The article below offers good perspective. However, I disagree with the idea that most experts preach a “having it all” approach to balance. In my opinion, balance is about being present, making choices about what you are doing everyday, and not simply reacting to what the day throws at you.
There are many new terms emerging to replace “work-life balance.” Cali Williams Yost promotes “work-life fit”; Cathy Benko opts for the similar term “career-life fit;” Catalyst advocates for “work-life effectiveness;” Jodie Benveniste created the phrase “work-family flow;” and Paul Nyhan favors “work-family rhythm.” I think that what we call it, simply doesn’t matter. Most people already know and use the term “work-life balance,” so why waste our time trying to teach them a new term?
We need to focus on teaching them that “work-life balance” doesn’t necessarily mean that you spend exactly 50 percent of your time on each one. It doesn’t mean “having it all,” and it certainly doesn’t mean “comparing ourselves to others.” Having balance means that you are making time for the things that matter most. It means having well thought-out goals (for your work and personal lives) and ensuring that the activities you spend time on each day are moving you a step closer to your goals. It means living a life with purpose, and not simply reacting or “putting out fires” all day long.
For some people (many mom-preneurs with young children), that might mean that your point of balance is spending 70% of your time focusing on your home/family activities and 30% of your time focusing on work.
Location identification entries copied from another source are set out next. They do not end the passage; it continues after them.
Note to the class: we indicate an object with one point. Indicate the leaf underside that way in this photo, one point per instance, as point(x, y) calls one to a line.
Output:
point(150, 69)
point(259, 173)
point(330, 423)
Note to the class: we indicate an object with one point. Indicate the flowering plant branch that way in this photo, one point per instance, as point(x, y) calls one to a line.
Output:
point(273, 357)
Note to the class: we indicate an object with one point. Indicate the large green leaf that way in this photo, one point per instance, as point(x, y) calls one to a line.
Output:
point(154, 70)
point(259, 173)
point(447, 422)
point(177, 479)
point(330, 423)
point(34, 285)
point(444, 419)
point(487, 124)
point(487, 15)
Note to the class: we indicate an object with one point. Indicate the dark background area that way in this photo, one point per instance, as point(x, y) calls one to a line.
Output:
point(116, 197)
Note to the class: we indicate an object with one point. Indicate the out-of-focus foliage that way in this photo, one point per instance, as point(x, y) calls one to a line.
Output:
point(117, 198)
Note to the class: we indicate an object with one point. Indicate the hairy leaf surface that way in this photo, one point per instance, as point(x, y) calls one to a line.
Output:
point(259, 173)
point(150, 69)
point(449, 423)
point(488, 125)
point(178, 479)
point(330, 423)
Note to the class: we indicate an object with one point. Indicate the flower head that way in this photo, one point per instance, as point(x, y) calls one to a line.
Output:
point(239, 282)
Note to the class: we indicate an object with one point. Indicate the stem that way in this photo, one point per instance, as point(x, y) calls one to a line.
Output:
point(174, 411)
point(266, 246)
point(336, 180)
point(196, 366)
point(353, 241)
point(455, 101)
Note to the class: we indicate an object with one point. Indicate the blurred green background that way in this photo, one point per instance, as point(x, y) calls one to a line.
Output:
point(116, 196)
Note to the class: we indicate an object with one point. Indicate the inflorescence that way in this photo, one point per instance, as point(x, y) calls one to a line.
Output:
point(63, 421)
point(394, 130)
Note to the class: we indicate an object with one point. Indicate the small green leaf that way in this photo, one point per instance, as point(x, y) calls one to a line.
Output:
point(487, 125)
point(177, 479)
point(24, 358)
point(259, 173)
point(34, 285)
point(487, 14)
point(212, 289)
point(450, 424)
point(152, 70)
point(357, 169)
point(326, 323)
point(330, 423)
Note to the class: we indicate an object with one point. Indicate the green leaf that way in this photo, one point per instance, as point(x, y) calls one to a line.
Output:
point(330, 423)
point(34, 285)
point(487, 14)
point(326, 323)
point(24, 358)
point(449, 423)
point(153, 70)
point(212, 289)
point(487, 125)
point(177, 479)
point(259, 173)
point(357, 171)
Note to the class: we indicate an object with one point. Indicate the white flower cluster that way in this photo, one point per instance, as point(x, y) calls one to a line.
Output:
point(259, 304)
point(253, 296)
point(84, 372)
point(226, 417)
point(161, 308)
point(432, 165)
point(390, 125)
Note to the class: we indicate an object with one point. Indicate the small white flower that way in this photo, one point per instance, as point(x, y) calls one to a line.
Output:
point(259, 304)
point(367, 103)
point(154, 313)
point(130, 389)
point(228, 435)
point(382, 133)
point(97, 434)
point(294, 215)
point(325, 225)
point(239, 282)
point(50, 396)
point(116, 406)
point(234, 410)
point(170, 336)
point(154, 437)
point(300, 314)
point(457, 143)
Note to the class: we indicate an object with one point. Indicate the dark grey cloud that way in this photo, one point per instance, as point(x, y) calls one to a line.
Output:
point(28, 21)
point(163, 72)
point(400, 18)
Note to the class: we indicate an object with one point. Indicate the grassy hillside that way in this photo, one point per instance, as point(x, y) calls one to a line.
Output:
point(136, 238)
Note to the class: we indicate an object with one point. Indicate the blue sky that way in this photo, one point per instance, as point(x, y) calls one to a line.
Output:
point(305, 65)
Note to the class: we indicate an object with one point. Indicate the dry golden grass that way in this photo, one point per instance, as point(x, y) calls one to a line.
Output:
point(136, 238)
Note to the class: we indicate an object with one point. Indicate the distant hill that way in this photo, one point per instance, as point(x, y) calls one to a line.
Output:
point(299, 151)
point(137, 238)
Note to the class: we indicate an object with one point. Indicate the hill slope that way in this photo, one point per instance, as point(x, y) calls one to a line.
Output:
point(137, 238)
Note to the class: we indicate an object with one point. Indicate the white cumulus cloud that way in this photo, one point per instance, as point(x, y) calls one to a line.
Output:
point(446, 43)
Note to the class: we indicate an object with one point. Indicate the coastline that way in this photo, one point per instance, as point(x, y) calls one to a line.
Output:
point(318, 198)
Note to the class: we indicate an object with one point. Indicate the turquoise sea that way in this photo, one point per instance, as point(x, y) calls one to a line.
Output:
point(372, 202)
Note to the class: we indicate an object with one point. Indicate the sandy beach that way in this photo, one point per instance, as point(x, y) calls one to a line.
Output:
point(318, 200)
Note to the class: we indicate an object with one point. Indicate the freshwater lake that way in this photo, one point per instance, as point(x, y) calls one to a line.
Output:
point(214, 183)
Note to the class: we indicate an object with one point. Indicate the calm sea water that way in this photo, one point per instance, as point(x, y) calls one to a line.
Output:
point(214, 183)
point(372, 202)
For others, it might mean the exact opposite. The point is that your “balance” is completely personal, but it does require some thought and planning. And yes, maybe it does mean that you have to “add it to your to-do list,” but the payoff is well worth it. According to Dave Kohl, professor emeritus at Virginia Tech, “people who regularly write down their goals earn nine times as much over their lifetimes as people who don’t. And yet, 80 percent of Americans say that they don’t have goals.”
I completely agree when the author says, “Maybe balance, like success, isn’t something we can obtain or achieve, but something that we feel within ourselves, in our soul, in the essence of our being. Maybe balance is about spending as much time as possible in those places and activities that bring out our best and truest self.”